Co-Founder / CEO, MAPS Messaging BV

Alex Kritikos is Co-Founder and CEO of MAPS Messaging BV, a Netherlands-based company building edge-native messaging and data mediation software for distributed and heterogeneous systems. He has worked with messaging and distributed architectures for more than two decades across enterprise infrastructure, real-time integration, IoT, industrial systems, and operational environments with constrained connectivity.

Alex has been involved with messaging standards and interoperability communities including MQTT, MQTT-SN, and AMQP, with practical experience spanning protocol mediation, constrained networks, heterogeneous encodings, and resilient data movement between systems not originally designed to interoperate.

MAPS Messaging is part of the NATO DIANA 2026 cohort, where Alex’s current work focuses on resilient messaging architectures for autonomous maritime systems operating across degraded and intermittent networks.

Talk:
When the Network Stops Behaving. Messaging Lessons from Autonomous Systems at Sea

“Most messaging systems look reliable until the network stops behaving like a network.

In autonomous maritime environments, connectivity becomes intermittent, bandwidth-constrained, high-latency, and sometimes unavailable entirely. Telemetry arrives from drones, vessels, sensors, CAN bus, AIS, LTE, SATCOM, and edge systems , each with different protocols, schemas, delivery guarantees, and operational constraints.

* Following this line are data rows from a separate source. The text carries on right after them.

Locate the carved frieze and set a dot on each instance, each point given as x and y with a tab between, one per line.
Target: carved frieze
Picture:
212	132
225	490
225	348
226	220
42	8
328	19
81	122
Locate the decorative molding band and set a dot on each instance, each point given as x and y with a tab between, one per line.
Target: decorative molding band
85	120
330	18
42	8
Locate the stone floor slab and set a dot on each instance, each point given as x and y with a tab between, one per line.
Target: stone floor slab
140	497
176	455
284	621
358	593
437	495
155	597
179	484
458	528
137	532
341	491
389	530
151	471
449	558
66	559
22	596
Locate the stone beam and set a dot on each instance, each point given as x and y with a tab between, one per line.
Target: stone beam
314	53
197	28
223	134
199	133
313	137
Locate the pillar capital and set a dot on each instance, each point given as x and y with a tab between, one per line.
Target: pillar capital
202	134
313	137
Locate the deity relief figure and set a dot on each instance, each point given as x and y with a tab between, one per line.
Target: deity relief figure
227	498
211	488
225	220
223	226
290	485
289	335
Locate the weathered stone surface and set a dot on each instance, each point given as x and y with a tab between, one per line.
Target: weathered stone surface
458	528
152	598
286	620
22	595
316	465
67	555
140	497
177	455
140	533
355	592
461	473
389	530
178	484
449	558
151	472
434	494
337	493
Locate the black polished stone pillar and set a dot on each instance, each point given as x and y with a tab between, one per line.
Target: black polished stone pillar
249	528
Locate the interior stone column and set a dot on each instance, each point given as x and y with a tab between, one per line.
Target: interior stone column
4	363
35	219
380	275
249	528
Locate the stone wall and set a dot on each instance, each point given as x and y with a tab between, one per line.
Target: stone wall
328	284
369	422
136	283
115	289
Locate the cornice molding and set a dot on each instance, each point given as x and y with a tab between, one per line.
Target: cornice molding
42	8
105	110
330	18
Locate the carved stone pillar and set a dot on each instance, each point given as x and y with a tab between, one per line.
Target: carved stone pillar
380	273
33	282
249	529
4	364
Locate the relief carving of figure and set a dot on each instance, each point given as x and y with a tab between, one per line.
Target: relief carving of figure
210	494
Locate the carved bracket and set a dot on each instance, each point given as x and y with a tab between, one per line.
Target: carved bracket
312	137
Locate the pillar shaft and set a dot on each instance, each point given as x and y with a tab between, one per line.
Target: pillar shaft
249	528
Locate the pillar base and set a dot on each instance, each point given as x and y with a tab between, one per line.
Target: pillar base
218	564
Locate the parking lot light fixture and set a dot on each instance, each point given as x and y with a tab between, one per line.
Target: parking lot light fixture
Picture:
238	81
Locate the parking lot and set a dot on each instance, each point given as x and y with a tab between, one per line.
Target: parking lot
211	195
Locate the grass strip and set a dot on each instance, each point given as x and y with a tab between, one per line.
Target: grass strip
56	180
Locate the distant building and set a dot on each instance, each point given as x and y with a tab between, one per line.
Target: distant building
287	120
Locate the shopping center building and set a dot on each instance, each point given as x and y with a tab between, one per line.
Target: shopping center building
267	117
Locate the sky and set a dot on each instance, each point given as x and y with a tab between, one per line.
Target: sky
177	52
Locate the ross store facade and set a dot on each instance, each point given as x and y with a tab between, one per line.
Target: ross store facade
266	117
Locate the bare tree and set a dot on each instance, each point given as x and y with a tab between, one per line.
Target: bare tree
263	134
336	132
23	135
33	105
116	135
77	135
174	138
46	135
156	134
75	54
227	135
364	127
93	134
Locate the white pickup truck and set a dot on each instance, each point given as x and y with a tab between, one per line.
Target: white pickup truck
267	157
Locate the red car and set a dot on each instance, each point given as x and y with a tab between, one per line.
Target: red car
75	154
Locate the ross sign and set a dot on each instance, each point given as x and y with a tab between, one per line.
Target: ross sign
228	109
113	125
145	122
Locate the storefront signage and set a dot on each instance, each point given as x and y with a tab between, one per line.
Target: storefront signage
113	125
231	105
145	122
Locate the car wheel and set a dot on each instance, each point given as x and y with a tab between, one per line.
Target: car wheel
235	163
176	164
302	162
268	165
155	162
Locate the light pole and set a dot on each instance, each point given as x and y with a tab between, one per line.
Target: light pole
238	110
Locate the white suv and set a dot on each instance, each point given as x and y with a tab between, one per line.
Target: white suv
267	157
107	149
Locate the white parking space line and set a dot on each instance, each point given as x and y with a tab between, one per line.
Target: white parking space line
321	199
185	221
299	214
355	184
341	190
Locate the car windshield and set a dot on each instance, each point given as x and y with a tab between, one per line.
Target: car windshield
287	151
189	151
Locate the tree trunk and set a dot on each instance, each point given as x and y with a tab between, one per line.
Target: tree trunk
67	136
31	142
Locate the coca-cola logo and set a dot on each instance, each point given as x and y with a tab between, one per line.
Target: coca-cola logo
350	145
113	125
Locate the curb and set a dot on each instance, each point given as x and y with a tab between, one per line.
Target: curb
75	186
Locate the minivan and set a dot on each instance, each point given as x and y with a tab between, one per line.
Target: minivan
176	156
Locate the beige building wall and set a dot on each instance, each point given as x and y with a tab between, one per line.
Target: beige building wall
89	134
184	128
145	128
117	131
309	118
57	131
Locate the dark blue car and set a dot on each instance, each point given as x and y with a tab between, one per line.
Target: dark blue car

This talk shares lessons from MAPS Messaging’s NATO DIANA 2026 work validating resilient messaging architectures for autonomous maritime systems operating across degraded networks.

The session examines trade-offs that determine whether distributed systems remain operational under failure conditions: protocol mediation versus broker bridging, buffering versus dropping, filtering versus forwarding, and replay recovery versus replay storms.

Attendees will leave with practical patterns for designing messaging systems that degrade gracefully instead of failing catastrophically.”

Key Takeaways:

  • Why “message delivered” becomes an incomplete guarantee under degraded, intermittent, or bandwidth-constrained connectivity.
  • How protocol mediation differs from broker bridging and point-to-point integration — and where each approach breaks down.
  • The operational trade-offs between transforming, filtering, down-sampling, buffering, and forwarding telemetry.
  • How to design replay and recovery mechanisms without overwhelming downstream systems after reconnection.
  • Why the failure modes exposed by autonomous maritime systems increasingly apply to cloud, edge, IoT, industrial, and AI-driven distributed architectures.
  • Practical patterns for building messaging systems that degrade gracefully instead of failing catastrophically.

Target Audience:

  • Architects, senior engineers, SREs, DevOps engineers, platform teams, messaging practitioners, and IoT/edge system designers building or operating distributed systems in production. Also relevant for technical leaders responsible for interoperability, resilience, and long-term messaging architecture decisions.
  • The talk is especially applicable to teams working with event-driven systems, heterogeneous protocols, edge deployments, intermittent connectivity, or mission-critical messaging environments.